As we mentioned above, the presence of possible “adverse reactions” the author mentioned is now a fact which needs to be considered, especially by our opponent. This fact has nothing to do with the great role MT plays in the treatment of cancer patients. We are talking about simple adjustments to the protocol of Oncology Massage, but Ms. Walton’s position can’t let her compromise even there. 

A final note. Massage therapists as well as various professional Massage Associations constantly complain that American medicine refuses to accept the clinical benefits of MT. One of the reasons for this unfortunate situation is that some massage educators use partial data or sometimes even manipulate information from scientific literature to fit into their own views and agenda. This cherry picking is so wide spread from so called ‘new’ pain science to now Oncology Massage that it will soon prohibit MT from returning into mainstream medicine where it originated and where it belongs.
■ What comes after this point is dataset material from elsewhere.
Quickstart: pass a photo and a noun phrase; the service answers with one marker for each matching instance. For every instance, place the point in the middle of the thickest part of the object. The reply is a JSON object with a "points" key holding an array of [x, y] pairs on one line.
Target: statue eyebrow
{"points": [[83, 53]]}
Until we stop choosing data which fits our sometimes erroneous views, MT will remain on the outskirts of health care. 

REFERENCES

Cohen, L.A., Boylan, E., Epstein M., Zang, E. Voluntary exercise and experimental mammary cancer. Adv Exp Med Biol. 1992; 322:41-59. 

Cullers J., Turchaninov R. Science Of Oncology Massage. Part I. 2017, JMS #2.

Koelwyn GJ, Quali DF, Zhang X, White R.M., Jones L.W. “Exercise-dependent regulation of the tumour microenvironment.” Nature Reviews Cancer, 2017; pp. 620–632.

Walton T. Does Massage Spreads Cancer? Massage Today, 2017, Vol.17(10), Oct.

Walton T. Could Massage Spread Cancer in the Newly Diagnosed? 2018, Massage Today, Vol. 18(1), Jan

Wang, J.Y., Wu, P.K., Chen, P.C., Yen, C.C., Hung, G.Y., Chen, C.F., Hung, S.C., Tsai, S.F., Liu, C.L., Chen, T.H., Chen, W.M. Manipulation therapy prior to diagnosis induced primary osteosarcoma metastasis–from clinical to basic research. PLoS One, 2014 May 7;9(5):e96571.